July 3, 2013

Why variance estimator is biased when uses n as denominator.

Given  \( X_1, .. , X_n \) a set of independent and identically distributed random variables with fixed, existent and unknown mean \( \mu \) and variance \(\sigma^2\), one usual problem which needs to be solved is to estimate population variance \(\sigma^2\). One well known estimators for that, which we will denote as \(S_n^2\) is defined by the following formula.
$$ S_n^2 = E\left[\frac{1}{n}\sum_{i=1}^{n}(X_i-\bar{X_n})^2\right] $$
where \(\bar{X_n} = \frac{1}{n}\sum_{i=1}^{n}X_i \) is the population mean estimator.

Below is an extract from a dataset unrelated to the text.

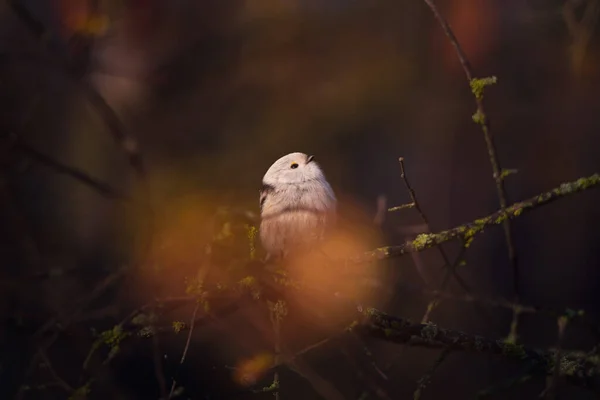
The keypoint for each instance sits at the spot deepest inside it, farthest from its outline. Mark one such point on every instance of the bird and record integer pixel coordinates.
(297, 205)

It is a well know fact that the estimator for population variance \(S_n^2\) is biased when it uses \(n\) as denominator. By biased, we mean that it's expected value does not equals with the theoretical value of population variance \(\sigma^2\). This fact is stated in almost all statistics books and this is the reason why this estimator is not considered THE population variance estimator. Even so, I saw no complete/clear proof of this fact. On wikipedia site there are two proofs but none convinced me enough to accept that and this problem bothered me for quite a few weeks.

Finally I arrived at a simpler (in my humble opinion) proof of that fact: this population variance estimator is biased.

To proceed with the proof we have to assert that for a given random variable \(X\), the expected value of \(X^2\) equals squared mean plus variation.
$$ EX^2 = E(X-\mu+\mu)^2 = E(X-\mu)^2 + 2\mu E(X-\mu) + E\mu^2 = \sigma^2+\mu^2 $$
Another needed assertion is the fact that expected value of the product of two independent random variables equals the product of the expected values of those variables. $$ EXY = EXEY $$.

Now we proceed to develop the definition of \(S_n^2\)

$$ S_n^2 = E\left[\frac{1}{n}\sum_{i=1}^{n}(X_i - \bar{X_n})^2\right] = E\left[\frac{1}{n}\sum_{i=1}^{n}(X_i^2 - 2X_i\bar{X_n} + \bar{X_n}^2)\right] = \frac{1}{n}\sum_{i=1}^{n}EX_i^2 - \frac{2}{n}\sum_{i=1}^{n}EX_i\bar{X_n} + \frac{1}{n}\sum_{i=1}^{n}E\bar{X_n}^2 $$

Using preliminary results we have

$$ = \mu^2 + \sigma^2 - \frac{2}{n}\sum_{i=1}^{n}EX_i\left(\frac{1}{n}\sum_{j=1}^{n}X_j\right) + \mu^2 + \frac{\sigma^2}{n} = 2\mu^2 + \sigma^2 + \frac{\sigma^2}{n} - \frac{2}{n^2}\sum_{i=1}^{n}\sum_{j=1}^{n}EX_iX_j $$

In the last equation we study the sum of sums of products \(\sum_{i=1}^{n}\sum_{j=1}^{n}EX_iX_j\). This expression has \(n^2\) terms and, among these terms, there are \(n\) terms with equal indexes for which we empower first preliminary result. Also, the same expression contains \(n^2-n\) terms with different indexes, where we can empower second preliminary. Thus we can develop further the equation of \(S_n^2\)

$$ S_n^2 = 2\mu^2 + \sigma^2 + \frac{\sigma^2}{n} - \frac{2}{n^2}\left[n(\mu^2+\sigma^2) + (n^2-n)\mu^2\right]
= 2\mu^2 + \sigma^2 + \frac{\sigma^2}{n} - \frac{2}{n^2}\left[n\mu^2+n\sigma^2 + n^2\mu^2 - n\mu^2\right] $$
$$ S_n^2 = 2\mu^2 + \sigma^2 + \frac{\sigma^2}{n} - 2\mu^2 - \frac{2\sigma^2}{n} = \sigma^2 - \frac{\sigma^2}{n} $$

Finally, we find that the estimator is biased, i.e. its expected value is not equal with theoretical population variance \(\sigma^2\).
$$ S_n^2 = \sigma^2\frac{n-1}{n} \leq \sigma^2 $$